The family moved to Maryland's Eastern Shore to Hope House after the turn of the century, in 1906. Hope House was in the Tilghman and Lloyd families and existed as a plantation, before the Starr family moved in. In 1907, the Starr family remodeled the home. The family lived differently than their neighbors, in a racially integrated community where they socialized with their African American neighbors and friends.

In Maryland, she and her mother attended the African American DeShields United Methodist Church in Copperville, Maryland. Many years later, Rose painted a mural of the biblical story of Moses parting the Red Sea in this same church titled, And the Pharaoh’s Army Got Drowned (1940) and it served as a metaphor for breaking away from slavery. Nearby towns of Unionville and Copperville were African American communities, and often where Rose would spend time and paint her subjects. Rose was an art activist, and it was her familiarity with town residents that allowed her a glimpse into the African American experience.

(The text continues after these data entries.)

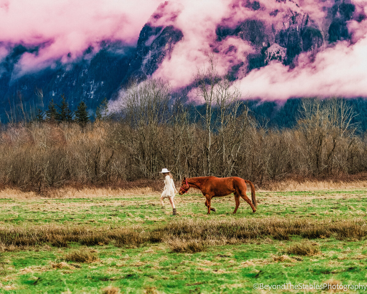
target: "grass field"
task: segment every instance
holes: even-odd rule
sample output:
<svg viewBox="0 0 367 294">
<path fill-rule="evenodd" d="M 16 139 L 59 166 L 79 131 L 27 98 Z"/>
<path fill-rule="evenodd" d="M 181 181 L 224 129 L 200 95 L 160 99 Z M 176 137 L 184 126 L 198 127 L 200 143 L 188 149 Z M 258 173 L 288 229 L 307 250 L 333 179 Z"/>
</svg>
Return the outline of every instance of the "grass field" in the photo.
<svg viewBox="0 0 367 294">
<path fill-rule="evenodd" d="M 365 292 L 294 288 L 367 284 L 365 188 L 259 192 L 235 215 L 232 195 L 208 216 L 197 193 L 177 216 L 149 189 L 54 196 L 0 192 L 0 293 Z"/>
</svg>

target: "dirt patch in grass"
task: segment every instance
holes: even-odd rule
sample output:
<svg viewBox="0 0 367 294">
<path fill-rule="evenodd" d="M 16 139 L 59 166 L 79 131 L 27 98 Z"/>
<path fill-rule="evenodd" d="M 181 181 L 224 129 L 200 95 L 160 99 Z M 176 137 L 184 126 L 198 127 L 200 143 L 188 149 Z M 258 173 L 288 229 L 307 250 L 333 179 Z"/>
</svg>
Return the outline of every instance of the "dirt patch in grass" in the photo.
<svg viewBox="0 0 367 294">
<path fill-rule="evenodd" d="M 90 263 L 98 261 L 98 255 L 95 252 L 91 252 L 88 248 L 81 248 L 73 250 L 64 256 L 64 259 L 68 261 Z"/>
<path fill-rule="evenodd" d="M 319 247 L 309 241 L 305 241 L 294 244 L 286 249 L 288 254 L 312 256 L 321 254 Z"/>
<path fill-rule="evenodd" d="M 102 294 L 120 294 L 121 292 L 117 287 L 109 286 L 102 289 Z"/>
<path fill-rule="evenodd" d="M 181 239 L 175 238 L 167 242 L 168 247 L 172 252 L 186 252 L 193 253 L 205 250 L 206 247 L 200 240 L 196 239 Z"/>
</svg>

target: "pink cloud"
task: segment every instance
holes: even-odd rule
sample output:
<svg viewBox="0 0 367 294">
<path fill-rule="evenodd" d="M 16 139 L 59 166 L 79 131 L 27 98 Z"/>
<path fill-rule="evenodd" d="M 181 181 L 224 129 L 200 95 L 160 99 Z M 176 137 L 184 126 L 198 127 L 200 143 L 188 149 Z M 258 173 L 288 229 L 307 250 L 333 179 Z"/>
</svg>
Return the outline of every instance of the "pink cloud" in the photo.
<svg viewBox="0 0 367 294">
<path fill-rule="evenodd" d="M 367 15 L 367 1 L 354 0 L 353 3 L 356 5 L 356 13 L 361 12 Z M 244 19 L 256 18 L 272 23 L 277 29 L 282 26 L 286 28 L 289 25 L 287 18 L 292 16 L 290 10 L 301 15 L 309 14 L 325 34 L 330 24 L 325 22 L 325 11 L 334 2 L 331 0 L 319 2 L 301 0 L 298 7 L 292 1 L 284 3 L 263 1 L 260 1 L 260 9 L 256 11 L 246 7 L 243 5 L 246 1 L 234 1 L 232 5 L 235 5 L 235 9 L 231 9 L 228 1 L 211 3 L 206 4 L 216 5 L 212 10 L 208 10 L 206 5 L 196 3 L 188 6 L 181 3 L 181 8 L 176 10 L 178 16 L 171 22 L 182 31 L 184 37 L 155 73 L 168 79 L 174 87 L 189 84 L 197 67 L 202 66 L 207 60 L 207 53 L 213 48 L 216 52 L 214 57 L 218 61 L 217 69 L 221 73 L 230 69 L 233 64 L 246 61 L 247 55 L 253 50 L 248 43 L 235 37 L 218 42 L 214 29 L 219 24 L 235 28 Z M 269 17 L 269 12 L 276 9 L 278 10 L 277 15 Z M 212 14 L 212 11 L 215 13 Z M 280 21 L 281 18 L 283 21 Z M 239 81 L 243 93 L 271 100 L 304 96 L 367 96 L 366 25 L 367 20 L 349 21 L 352 44 L 344 41 L 328 45 L 327 42 L 319 49 L 316 57 L 310 58 L 307 53 L 300 55 L 294 68 L 273 61 L 260 69 L 251 71 Z M 229 50 L 231 46 L 232 50 Z"/>
<path fill-rule="evenodd" d="M 25 54 L 23 70 L 81 54 L 105 39 L 134 44 L 159 0 L 0 0 L 0 42 L 50 46 L 38 55 Z"/>
</svg>

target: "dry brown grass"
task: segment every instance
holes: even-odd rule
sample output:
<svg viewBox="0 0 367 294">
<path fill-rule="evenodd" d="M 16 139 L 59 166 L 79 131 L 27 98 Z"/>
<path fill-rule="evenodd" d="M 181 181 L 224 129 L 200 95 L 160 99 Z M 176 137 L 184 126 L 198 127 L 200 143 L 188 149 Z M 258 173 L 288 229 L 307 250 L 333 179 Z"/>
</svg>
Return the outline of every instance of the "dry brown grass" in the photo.
<svg viewBox="0 0 367 294">
<path fill-rule="evenodd" d="M 168 246 L 172 252 L 193 253 L 205 250 L 206 248 L 202 240 L 196 239 L 170 239 L 167 241 Z"/>
<path fill-rule="evenodd" d="M 88 248 L 83 248 L 74 250 L 65 255 L 64 259 L 68 261 L 90 263 L 98 261 L 98 255 L 94 252 L 91 252 Z"/>
<path fill-rule="evenodd" d="M 275 182 L 269 184 L 268 189 L 259 189 L 258 191 L 303 191 L 317 190 L 333 190 L 360 189 L 367 187 L 367 181 L 333 181 L 332 180 L 313 180 L 298 181 L 288 179 Z"/>
<path fill-rule="evenodd" d="M 24 228 L 8 226 L 0 227 L 0 249 L 9 251 L 44 245 L 64 247 L 71 242 L 86 246 L 112 243 L 119 247 L 136 247 L 166 242 L 169 245 L 170 244 L 174 251 L 179 251 L 180 248 L 190 250 L 191 248 L 195 250 L 196 247 L 200 248 L 197 243 L 206 246 L 254 239 L 268 242 L 269 238 L 287 240 L 294 236 L 309 239 L 333 236 L 339 240 L 363 240 L 367 238 L 367 226 L 363 220 L 329 222 L 327 220 L 277 218 L 212 219 L 210 222 L 202 219 L 177 219 L 152 231 L 142 231 L 138 227 L 111 229 L 108 227 L 45 225 Z M 301 252 L 302 248 L 299 250 Z"/>
<path fill-rule="evenodd" d="M 121 292 L 117 287 L 109 286 L 102 289 L 102 294 L 120 294 Z"/>
<path fill-rule="evenodd" d="M 24 192 L 18 189 L 6 188 L 0 191 L 0 198 L 19 200 L 57 198 L 109 199 L 124 196 L 131 198 L 137 195 L 158 195 L 150 187 L 131 188 L 128 189 L 111 189 L 110 188 L 85 188 L 77 189 L 72 187 L 51 190 L 47 195 L 41 195 L 34 192 Z"/>
<path fill-rule="evenodd" d="M 321 254 L 319 247 L 313 245 L 309 241 L 304 241 L 291 245 L 286 249 L 288 254 L 295 255 L 312 256 Z"/>
</svg>

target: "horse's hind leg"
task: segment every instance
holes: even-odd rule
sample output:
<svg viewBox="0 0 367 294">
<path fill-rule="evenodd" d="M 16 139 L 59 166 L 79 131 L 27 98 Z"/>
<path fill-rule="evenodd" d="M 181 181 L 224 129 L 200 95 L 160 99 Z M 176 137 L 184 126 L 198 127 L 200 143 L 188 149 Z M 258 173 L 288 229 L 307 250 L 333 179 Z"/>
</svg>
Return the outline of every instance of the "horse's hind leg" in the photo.
<svg viewBox="0 0 367 294">
<path fill-rule="evenodd" d="M 240 195 L 241 195 L 241 197 L 243 198 L 243 200 L 250 205 L 250 206 L 251 207 L 251 208 L 252 209 L 252 212 L 254 212 L 256 211 L 256 209 L 252 205 L 252 202 L 251 202 L 251 200 L 248 199 L 248 197 L 247 197 L 247 196 L 246 194 L 246 192 L 243 192 Z"/>
<path fill-rule="evenodd" d="M 208 207 L 208 201 L 207 200 L 205 200 L 205 203 L 204 204 L 205 204 L 205 206 L 206 206 L 207 207 Z M 214 207 L 211 207 L 210 210 L 212 211 L 214 211 L 215 212 L 217 211 L 217 210 Z"/>
<path fill-rule="evenodd" d="M 212 209 L 210 208 L 210 200 L 211 197 L 210 195 L 205 195 L 205 198 L 206 198 L 206 201 L 205 201 L 205 205 L 208 208 L 208 214 L 210 214 L 210 211 L 212 210 Z"/>
<path fill-rule="evenodd" d="M 235 195 L 235 201 L 236 201 L 236 207 L 235 208 L 235 211 L 233 212 L 233 213 L 235 214 L 237 212 L 238 207 L 240 206 L 240 196 L 235 192 L 233 193 L 233 194 Z"/>
</svg>

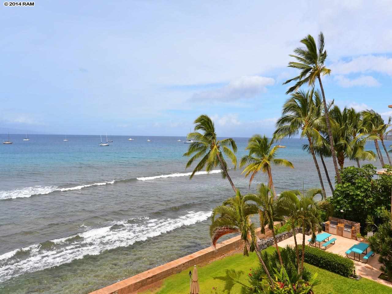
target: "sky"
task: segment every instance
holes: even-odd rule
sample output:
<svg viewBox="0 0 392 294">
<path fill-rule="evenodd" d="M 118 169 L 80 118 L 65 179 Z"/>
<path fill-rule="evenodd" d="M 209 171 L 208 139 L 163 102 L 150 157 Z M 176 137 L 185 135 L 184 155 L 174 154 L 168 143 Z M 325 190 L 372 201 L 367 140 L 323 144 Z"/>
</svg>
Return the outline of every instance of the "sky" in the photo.
<svg viewBox="0 0 392 294">
<path fill-rule="evenodd" d="M 0 129 L 184 136 L 207 114 L 218 136 L 269 135 L 298 73 L 289 54 L 321 31 L 327 99 L 386 118 L 391 20 L 388 1 L 2 5 Z"/>
</svg>

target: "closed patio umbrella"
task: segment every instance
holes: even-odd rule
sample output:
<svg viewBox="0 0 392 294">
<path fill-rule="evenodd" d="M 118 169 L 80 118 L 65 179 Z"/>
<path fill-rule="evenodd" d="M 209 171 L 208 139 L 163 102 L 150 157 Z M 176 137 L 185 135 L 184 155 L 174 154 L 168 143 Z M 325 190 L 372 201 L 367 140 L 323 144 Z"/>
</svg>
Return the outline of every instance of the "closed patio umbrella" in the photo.
<svg viewBox="0 0 392 294">
<path fill-rule="evenodd" d="M 192 282 L 191 284 L 191 294 L 199 294 L 200 288 L 198 281 L 197 269 L 195 265 L 193 267 L 193 274 L 192 275 Z"/>
</svg>

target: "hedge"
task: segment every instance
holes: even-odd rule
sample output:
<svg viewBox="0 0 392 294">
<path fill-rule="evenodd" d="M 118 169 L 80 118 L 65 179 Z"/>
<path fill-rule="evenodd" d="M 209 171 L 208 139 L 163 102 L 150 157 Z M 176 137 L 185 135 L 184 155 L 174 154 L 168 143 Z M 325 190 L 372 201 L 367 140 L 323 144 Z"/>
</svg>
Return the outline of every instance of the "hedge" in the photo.
<svg viewBox="0 0 392 294">
<path fill-rule="evenodd" d="M 299 249 L 302 254 L 302 248 Z M 354 274 L 355 268 L 352 260 L 314 247 L 305 246 L 305 261 L 308 263 L 345 277 Z"/>
</svg>

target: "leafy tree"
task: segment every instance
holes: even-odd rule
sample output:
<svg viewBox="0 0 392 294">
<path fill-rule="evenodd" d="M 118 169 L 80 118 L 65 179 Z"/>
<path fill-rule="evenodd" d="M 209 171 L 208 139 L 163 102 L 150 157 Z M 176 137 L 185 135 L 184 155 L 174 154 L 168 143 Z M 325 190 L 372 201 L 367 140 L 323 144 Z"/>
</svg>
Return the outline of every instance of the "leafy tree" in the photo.
<svg viewBox="0 0 392 294">
<path fill-rule="evenodd" d="M 323 95 L 323 103 L 324 105 L 324 114 L 325 117 L 325 121 L 327 127 L 327 132 L 329 139 L 329 142 L 333 142 L 332 136 L 332 131 L 328 114 L 328 108 L 325 100 L 325 95 L 324 92 L 324 88 L 321 81 L 321 76 L 329 75 L 331 70 L 327 68 L 324 64 L 327 59 L 327 50 L 324 49 L 325 42 L 324 35 L 320 33 L 318 36 L 318 45 L 313 37 L 309 34 L 301 41 L 301 42 L 305 45 L 304 47 L 299 47 L 294 50 L 296 55 L 290 55 L 294 57 L 296 62 L 290 62 L 289 63 L 289 67 L 293 67 L 300 71 L 299 74 L 292 78 L 288 80 L 283 83 L 283 85 L 292 82 L 296 82 L 294 86 L 290 87 L 286 92 L 286 94 L 297 91 L 303 85 L 307 84 L 314 85 L 316 80 L 318 80 L 320 88 Z M 336 154 L 333 143 L 331 144 L 331 151 L 332 158 L 334 162 L 334 166 L 336 173 L 336 179 L 338 183 L 340 183 L 340 176 L 338 167 Z"/>
<path fill-rule="evenodd" d="M 245 150 L 249 151 L 249 154 L 241 158 L 240 166 L 246 165 L 242 172 L 242 173 L 245 174 L 245 177 L 252 174 L 249 181 L 249 187 L 259 171 L 261 170 L 266 173 L 269 180 L 268 186 L 272 189 L 274 196 L 276 196 L 276 193 L 272 178 L 272 165 L 281 165 L 292 169 L 294 167 L 288 160 L 276 158 L 279 148 L 273 146 L 274 142 L 273 138 L 270 140 L 265 135 L 261 137 L 259 134 L 254 135 L 249 139 L 248 146 L 245 148 Z"/>
<path fill-rule="evenodd" d="M 203 169 L 205 167 L 207 172 L 210 172 L 219 166 L 222 176 L 223 178 L 227 178 L 235 192 L 236 187 L 229 175 L 227 164 L 222 153 L 223 152 L 230 159 L 235 168 L 237 166 L 237 158 L 234 154 L 237 152 L 235 141 L 232 138 L 218 140 L 214 123 L 207 115 L 200 116 L 195 120 L 194 123 L 196 125 L 195 132 L 188 134 L 187 138 L 196 142 L 191 143 L 188 151 L 184 154 L 184 156 L 192 156 L 185 168 L 192 165 L 195 160 L 200 158 L 201 159 L 195 167 L 189 178 L 192 178 L 196 172 Z M 198 131 L 201 131 L 202 133 Z M 232 151 L 229 148 L 230 147 Z M 194 153 L 195 154 L 192 156 Z"/>
<path fill-rule="evenodd" d="M 369 238 L 369 244 L 372 251 L 379 255 L 378 262 L 382 265 L 380 270 L 389 281 L 392 281 L 392 213 L 385 210 L 381 216 L 385 222 L 379 225 L 375 224 L 372 216 L 368 218 L 367 223 L 377 230 L 373 236 Z"/>
<path fill-rule="evenodd" d="M 260 248 L 258 244 L 256 226 L 250 220 L 250 216 L 258 213 L 257 207 L 246 203 L 239 190 L 236 196 L 225 201 L 223 205 L 215 207 L 211 216 L 210 236 L 212 246 L 222 236 L 229 234 L 241 234 L 243 241 L 244 255 L 248 256 L 249 252 L 255 251 L 271 285 L 273 281 L 269 272 L 261 258 Z"/>
<path fill-rule="evenodd" d="M 342 170 L 342 183 L 335 186 L 332 197 L 328 198 L 335 216 L 360 222 L 363 229 L 368 215 L 379 223 L 382 211 L 390 205 L 392 177 L 386 174 L 374 178 L 376 174 L 372 164 Z"/>
</svg>

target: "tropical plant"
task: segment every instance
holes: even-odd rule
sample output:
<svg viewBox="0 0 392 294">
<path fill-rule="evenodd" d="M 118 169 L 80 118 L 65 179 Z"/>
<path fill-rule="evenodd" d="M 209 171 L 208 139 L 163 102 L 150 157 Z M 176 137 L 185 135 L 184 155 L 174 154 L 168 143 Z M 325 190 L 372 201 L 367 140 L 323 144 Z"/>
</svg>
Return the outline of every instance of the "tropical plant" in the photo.
<svg viewBox="0 0 392 294">
<path fill-rule="evenodd" d="M 272 178 L 271 165 L 281 165 L 294 168 L 292 163 L 288 160 L 281 158 L 276 158 L 276 154 L 279 147 L 273 146 L 275 140 L 274 138 L 270 140 L 265 135 L 261 137 L 259 134 L 254 135 L 249 139 L 248 146 L 246 150 L 249 151 L 249 154 L 245 155 L 241 158 L 240 166 L 245 165 L 242 173 L 247 176 L 250 174 L 252 175 L 249 180 L 249 185 L 255 176 L 260 170 L 268 175 L 268 186 L 272 189 L 274 196 L 276 196 L 275 187 Z"/>
<path fill-rule="evenodd" d="M 334 216 L 359 222 L 363 230 L 367 215 L 374 216 L 379 223 L 382 211 L 390 207 L 392 177 L 387 174 L 373 178 L 376 174 L 372 164 L 342 170 L 342 183 L 335 186 L 333 195 L 328 198 Z"/>
<path fill-rule="evenodd" d="M 389 131 L 387 131 L 387 129 L 391 125 L 391 120 L 392 119 L 390 117 L 388 120 L 388 123 L 386 124 L 384 123 L 384 120 L 383 119 L 381 116 L 373 110 L 367 109 L 364 111 L 362 113 L 362 115 L 364 127 L 366 128 L 368 133 L 374 137 L 376 149 L 381 165 L 383 167 L 385 165 L 385 163 L 384 162 L 383 154 L 378 145 L 377 139 L 379 139 L 381 142 L 384 150 L 387 153 L 390 165 L 392 165 L 390 158 L 389 158 L 389 154 L 388 154 L 387 147 L 385 147 L 385 144 L 384 143 L 385 134 L 386 132 L 389 132 Z"/>
<path fill-rule="evenodd" d="M 372 216 L 368 218 L 368 224 L 377 230 L 369 238 L 369 244 L 372 250 L 379 255 L 378 262 L 382 265 L 380 270 L 388 281 L 392 281 L 392 212 L 384 210 L 381 216 L 384 222 L 379 225 L 375 224 Z"/>
<path fill-rule="evenodd" d="M 300 70 L 300 72 L 299 75 L 288 80 L 283 83 L 283 85 L 285 85 L 293 81 L 296 82 L 295 85 L 289 88 L 286 92 L 286 94 L 297 91 L 304 85 L 313 85 L 316 80 L 318 80 L 323 96 L 324 114 L 327 124 L 327 132 L 329 142 L 332 143 L 333 142 L 332 131 L 325 100 L 325 95 L 321 81 L 321 75 L 329 75 L 331 72 L 331 70 L 327 68 L 324 64 L 327 57 L 327 50 L 324 49 L 325 42 L 324 35 L 322 33 L 320 33 L 319 34 L 318 48 L 314 39 L 310 34 L 308 35 L 301 40 L 301 42 L 305 45 L 305 47 L 299 47 L 294 49 L 294 53 L 296 55 L 290 55 L 290 56 L 294 57 L 296 60 L 296 61 L 289 62 L 288 65 L 289 67 Z M 340 183 L 340 176 L 333 143 L 331 144 L 330 148 L 336 179 L 338 183 Z"/>
<path fill-rule="evenodd" d="M 222 236 L 233 233 L 241 234 L 241 240 L 243 242 L 244 255 L 248 256 L 249 251 L 256 252 L 270 284 L 273 285 L 269 272 L 261 258 L 256 227 L 250 220 L 250 216 L 258 212 L 257 207 L 247 203 L 240 191 L 237 190 L 234 197 L 229 198 L 222 205 L 212 210 L 210 236 L 212 246 L 215 247 Z"/>
<path fill-rule="evenodd" d="M 354 109 L 345 107 L 341 111 L 338 106 L 335 106 L 330 111 L 330 114 L 334 122 L 332 133 L 341 171 L 347 158 L 356 160 L 357 164 L 360 160 L 376 159 L 373 151 L 364 150 L 366 140 L 370 138 L 369 136 L 362 133 L 357 134 L 356 128 L 358 127 L 359 122 L 352 120 L 356 118 L 357 115 Z M 354 123 L 357 125 L 354 125 Z"/>
<path fill-rule="evenodd" d="M 322 139 L 318 130 L 322 122 L 318 116 L 318 108 L 313 100 L 314 96 L 319 96 L 316 93 L 312 88 L 306 92 L 301 91 L 292 93 L 283 104 L 282 116 L 276 122 L 277 129 L 274 134 L 279 138 L 294 137 L 299 134 L 301 138 L 308 139 L 309 150 L 321 187 L 321 195 L 325 199 L 325 190 L 314 152 L 315 142 L 316 145 L 319 145 Z"/>
<path fill-rule="evenodd" d="M 275 200 L 274 196 L 271 194 L 272 193 L 270 192 L 270 189 L 264 184 L 262 183 L 258 189 L 258 194 L 248 194 L 244 197 L 244 200 L 247 202 L 250 201 L 252 202 L 252 204 L 255 204 L 259 213 L 261 234 L 265 233 L 265 227 L 267 225 L 272 232 L 272 238 L 276 247 L 279 261 L 281 265 L 283 265 L 280 251 L 279 247 L 278 245 L 278 240 L 275 235 L 274 223 L 275 221 L 283 222 L 284 218 L 278 213 L 279 202 Z"/>
<path fill-rule="evenodd" d="M 219 166 L 222 176 L 223 178 L 227 178 L 235 192 L 236 187 L 229 174 L 227 164 L 222 154 L 223 152 L 229 158 L 236 168 L 237 158 L 234 153 L 237 152 L 237 145 L 235 142 L 232 138 L 218 140 L 214 123 L 207 115 L 200 116 L 195 120 L 194 123 L 196 125 L 195 131 L 188 134 L 187 138 L 189 140 L 193 140 L 196 142 L 191 143 L 188 151 L 184 154 L 184 156 L 192 156 L 187 163 L 185 168 L 192 165 L 195 161 L 200 158 L 201 159 L 195 167 L 189 178 L 192 178 L 196 172 L 203 169 L 205 167 L 206 171 L 209 172 Z M 201 131 L 202 133 L 198 131 Z"/>
<path fill-rule="evenodd" d="M 283 272 L 285 272 L 286 283 L 292 285 L 296 285 L 298 282 L 306 285 L 311 281 L 311 274 L 306 269 L 304 269 L 302 278 L 301 275 L 298 272 L 296 266 L 298 263 L 297 258 L 294 248 L 288 245 L 285 247 L 282 248 L 281 252 L 283 260 L 283 267 L 280 264 L 279 257 L 276 251 L 272 253 L 269 253 L 267 251 L 263 252 L 262 257 L 270 272 L 280 273 L 281 271 L 283 274 Z M 263 285 L 263 279 L 265 276 L 263 268 L 259 267 L 256 269 L 251 269 L 249 276 L 248 279 L 250 285 L 249 292 L 262 293 L 261 291 Z M 274 275 L 274 277 L 276 281 L 276 276 Z M 281 285 L 279 285 L 279 289 L 281 289 L 280 288 Z"/>
</svg>

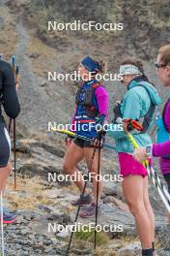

She left Hope House, the family property, to study, just as her mother had, at Vassar College in Poughkeepsie, New York. After graduation from Vassar, she enrolled in the Art Students League of New York where she worked with artist Victoria Hutson Huntley, Mabel Dwight, Harry Sternberg, and George C. Miller.

==Career and works==
Rose focused her paintings on African American life on the Chesapeake Bay. Rose and her family had long supported civil rights for African American people and they were well connected with black artists and performers, including Paul Robeson, Lead Belly, and Roland Hayes. Rose's subjects included local descendants of Frederick Douglass and Harriet Ross Tubman, a professional sail maker, female crab pickers, and heroic WWII veterans. She portrayed her friends with "dignity and compassion" which was rare in portrayals of people of color during that era.

In 1937, when she was living in Caldwell, New Jersey, she was awarded the Mary Hills Goodwin Prize at the exhibition of the National Association of Women Painters and Sculptors in New York City for her painting "The Twilight Quartet," a portrait of four African American musicians from the historic settlement of Copperville, Maryland. In 1957 she was awarded a prize in the graphics category at the exhibition of the National Association of Women Artists.

Rose had a deep regard for African American spirituals. As early as 1956, she was credited by Howard University's Professor James A. Porter, the father of African American art history, for her representation of African American spirituals which he commended her for as being the most compassionate and complete to date. Her ear was moved by their dissonant beauty, and she created illustrations of the songs reflecting how members of her congregation felt as they sang the melodies. Alain LeRoy Locke selected two of her African American spirituals for his pioneering work, The Negro in Art in 1940. Her biographers, Barbara Paca and Nina Khrushcheva, have connected her writing and depiction of African American spirituals to the earliest foundation of African American religion in the United States.

Ruth Starr Rose's works have been exhibited at the Metropolitan Museum of Art, The Whitney, The Philadelphia Museum of Art, the Library of Congress, and throughout Europe. She was included in the 1947 and the 1951 Dallas Museum of Fine Arts exhibitions of the National Serigraph Society.

==Personal==
In 1914, Rose married William Searls Rose, who was from a wealthy family. They lived near New York City and adopted two children. They spent summers at Hope House and at the adjoining farm, Pickbourne, which had been given to Rose as a wedding gift.

Harlem Renaissance artist Prentiss Taylor and Weyhe Gallery's Carl Zigrosser, founder of the Prints Department at the Philadelphia Museum of Art, were her lifelong friends and mentors.